Prise en charge de la myopie

L’œil humain est un des systèmes optiques les plus élaborés de la nature. Il nécessite d’avoir une image nette projetée sur la rétine de manière constante. Si tel n’est pas le cas, il va chercher à s’allonger spontanément pour retrouver cette netteté, et le cercle vicieux s’instaure tant que les techniques de freination de la myopie (focus périphérique) ne sont pas mises en place.

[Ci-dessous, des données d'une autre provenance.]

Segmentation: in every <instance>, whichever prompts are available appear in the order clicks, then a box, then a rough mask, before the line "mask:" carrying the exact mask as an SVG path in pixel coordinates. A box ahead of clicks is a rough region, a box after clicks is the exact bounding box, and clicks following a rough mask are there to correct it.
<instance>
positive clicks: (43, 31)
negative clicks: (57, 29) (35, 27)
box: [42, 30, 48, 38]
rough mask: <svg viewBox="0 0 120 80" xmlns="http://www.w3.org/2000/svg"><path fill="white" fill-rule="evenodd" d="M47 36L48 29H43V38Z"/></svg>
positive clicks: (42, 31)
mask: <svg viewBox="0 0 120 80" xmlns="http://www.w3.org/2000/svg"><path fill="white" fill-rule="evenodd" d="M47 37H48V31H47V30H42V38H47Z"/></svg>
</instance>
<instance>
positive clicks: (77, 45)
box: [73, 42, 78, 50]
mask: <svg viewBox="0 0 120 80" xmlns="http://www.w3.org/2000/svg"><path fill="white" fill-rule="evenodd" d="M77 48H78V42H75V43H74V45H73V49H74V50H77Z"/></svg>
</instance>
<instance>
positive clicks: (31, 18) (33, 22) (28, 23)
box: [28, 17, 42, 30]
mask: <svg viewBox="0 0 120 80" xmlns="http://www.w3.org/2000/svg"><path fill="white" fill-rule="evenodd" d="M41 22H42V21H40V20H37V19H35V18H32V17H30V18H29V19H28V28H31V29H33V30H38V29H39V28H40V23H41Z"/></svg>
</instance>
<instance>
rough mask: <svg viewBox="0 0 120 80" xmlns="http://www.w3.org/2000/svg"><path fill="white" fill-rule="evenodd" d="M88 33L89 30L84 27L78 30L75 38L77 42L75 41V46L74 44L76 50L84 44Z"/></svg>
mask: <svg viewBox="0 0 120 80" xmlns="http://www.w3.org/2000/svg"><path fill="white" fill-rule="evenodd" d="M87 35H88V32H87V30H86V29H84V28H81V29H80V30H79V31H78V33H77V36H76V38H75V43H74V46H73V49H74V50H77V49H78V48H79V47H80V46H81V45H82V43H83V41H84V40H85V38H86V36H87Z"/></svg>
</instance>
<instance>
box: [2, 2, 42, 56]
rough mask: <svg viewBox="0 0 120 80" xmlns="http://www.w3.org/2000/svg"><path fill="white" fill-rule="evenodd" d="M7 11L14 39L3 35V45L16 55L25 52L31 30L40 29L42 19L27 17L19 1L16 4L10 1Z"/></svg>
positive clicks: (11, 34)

Troubles de la vision et renouvellement de lunettes

Docteur Julie Blot - Ophtalmologue près d'Aix-en-Provence

Que se passe-t-il si la myopie n’est pas prise en charge correctement ?

Au-delà de -6 dioptries, ou 26 mm de longueur axiale de l’œil, le risque de décollement de rétine est multiplié par 8, de glaucome par 14 et de cataracte précoce par 3.

La myopie forte peut également entraîner des conséquences au niveau de la macula, telle que la prolifération de néovaisseaux.

Une dioptrie de plus, c’est 40% de risques de complications rétiniennes en plus.

Puis l’augmentation est exponentielle, pouvant même atteindre la cécité légale.

Il existe par ailleurs un retentissement psychologique non négligeable du fait de la correction portée par l’enfant (aspect esthétique de l’épaisseur des verres, inconfort lors de la pratique d’activités sportives, contraintes liées au port de lentilles de contact, etc).

Mais freiner la myopie c’est aussi lui laisser la possibilité d’envisager une opération de chirurgie réfractive au laser pour corriger la myopie lorsque sa croissance sera terminée.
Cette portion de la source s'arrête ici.